In this chapter, the topic of death, which has been in the background until now, comes to the fore and the characters begin to reflect explicitly on what it means to die. Although Charlie has spent time thinking about why and how people die, he has not yet thought too deeply about the effects of death on those who survive it, and more existentially, the effects of death on those who know they will one day die. The topic emerges when Jeffery asks Charlie how he isn’t dead when he finds out Charlie had cursed at his mother the day before, to which Charlie responds death would have been too easy. Later, the boys consider whether humans are the only animals that know they are going to die one day. This causes Jeffery to claim that he would rather know when he was going to die, so that he could make the most out of his life up to that moment. Charlie considers whether the awareness of one’s own mortality is a “curious gift,” as it causes us to live life to the fullest, but is also a depressing knowledge. Charlie thinks about this conversation later as he is falling asleep, and he wonders if the Wisharts deserve to know that Laura is dead. He wonders if not knowing that she is dead is worse than knowing, because the not-knowing never allows one’s heart to rest: “You’d crave the truth most of all, wouldn’t you? No matter what it meant” (128). Even if the truth were ugly and heartbreaking, “even coming to know that your daughter, your sister, is anchored at the bottom of a water hole. That she was assailed and beaten and hanged. That she was taken from you. Stolen. And buried without you tossing dirt or murmuring goodbye” (128).

In this chapter, we learn more about Charlie’s empathetic abilities as he reads Jeffery’s nonverbal cues. He notices that Jeffery is wiping his cheek against his shoulder repeatedly, seemingly a sign of emotional distress. In his room, he also notices Jeffery looking down a lot, and “every so often, something washes over his face like a glaze” (118). After Jeffery tells Charlie that some of his family was killed, he kicks out from his position on the edge of Charlie’s bed. His swinging kick, which persists through the conversation, is a key to Jeffery’s anxiety and emotional distress. Although he seems distant from the news, his body language tells Charlie that he is not unaffected. The death of Jeffery’s family members does something interesting to Charlie’s understanding of violence and death, as it widens the scope at which he understands violence. He is surprised that the truth can be said “Simply. Like any other sentence” (118).

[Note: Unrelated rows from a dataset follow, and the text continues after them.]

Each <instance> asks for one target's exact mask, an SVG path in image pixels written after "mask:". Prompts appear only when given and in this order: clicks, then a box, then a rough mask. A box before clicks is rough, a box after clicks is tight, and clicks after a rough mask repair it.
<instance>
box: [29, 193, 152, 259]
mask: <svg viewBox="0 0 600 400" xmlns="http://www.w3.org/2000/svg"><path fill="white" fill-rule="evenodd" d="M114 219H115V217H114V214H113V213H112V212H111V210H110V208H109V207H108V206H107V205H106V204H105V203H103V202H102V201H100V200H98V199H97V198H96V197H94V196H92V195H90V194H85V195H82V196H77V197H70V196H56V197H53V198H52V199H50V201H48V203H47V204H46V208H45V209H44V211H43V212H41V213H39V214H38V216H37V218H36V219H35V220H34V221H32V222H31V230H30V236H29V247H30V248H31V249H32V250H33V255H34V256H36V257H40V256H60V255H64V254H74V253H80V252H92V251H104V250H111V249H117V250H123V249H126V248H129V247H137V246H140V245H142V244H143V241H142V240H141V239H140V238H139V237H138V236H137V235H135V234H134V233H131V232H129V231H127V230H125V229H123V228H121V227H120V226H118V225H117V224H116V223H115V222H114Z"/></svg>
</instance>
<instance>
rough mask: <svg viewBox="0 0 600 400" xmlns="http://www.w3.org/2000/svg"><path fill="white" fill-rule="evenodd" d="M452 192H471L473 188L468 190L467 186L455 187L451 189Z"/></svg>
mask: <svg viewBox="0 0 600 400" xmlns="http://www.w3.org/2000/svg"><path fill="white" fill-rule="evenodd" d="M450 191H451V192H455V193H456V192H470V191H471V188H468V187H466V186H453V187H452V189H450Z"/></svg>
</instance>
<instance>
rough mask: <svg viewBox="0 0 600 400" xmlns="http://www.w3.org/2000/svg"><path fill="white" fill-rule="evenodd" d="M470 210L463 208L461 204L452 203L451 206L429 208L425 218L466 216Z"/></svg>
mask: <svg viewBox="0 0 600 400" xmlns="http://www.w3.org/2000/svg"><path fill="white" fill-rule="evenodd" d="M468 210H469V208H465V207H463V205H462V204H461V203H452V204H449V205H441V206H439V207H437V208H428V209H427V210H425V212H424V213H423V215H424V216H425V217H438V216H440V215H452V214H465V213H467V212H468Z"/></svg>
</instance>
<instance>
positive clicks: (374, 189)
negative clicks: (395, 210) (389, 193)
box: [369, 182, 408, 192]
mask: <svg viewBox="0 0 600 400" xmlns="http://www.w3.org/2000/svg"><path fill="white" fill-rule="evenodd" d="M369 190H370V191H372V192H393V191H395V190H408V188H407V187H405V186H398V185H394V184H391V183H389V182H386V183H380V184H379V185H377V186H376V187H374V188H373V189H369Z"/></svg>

The war in Vietnam is an important backdrop for everything that is happening in Corrigan this summer. Charlie’s obliviousness about the war is apparent when he asks Jeffery why his father might have stopped his mother from going to Vietnam for her brother’s funeral. Jeffery is a little taken aback when he responds, “Well, because there are bombs, Chuck. It’s a war. It’s pretty dangerous, even for me” (120). Charlie’s surprise that there is no mention of the bombing of the village on the news is proof of this. He senses that there should be, because something awful has happened, but does not consider the many other villages that must have been bombed and ignored by the media in similar ways. Charlie’s distance from the war is apparent in the following passage: “Strangely, of all the horrible things I’ve encountered and considered recently, dropping a bomb seems to be the least violent among them, even though it’s clearly the worst” (126). This is because there is no clear villain: “there’s no evil mug shot, no bloody grove. It’s hard to figure out who to blame” (126).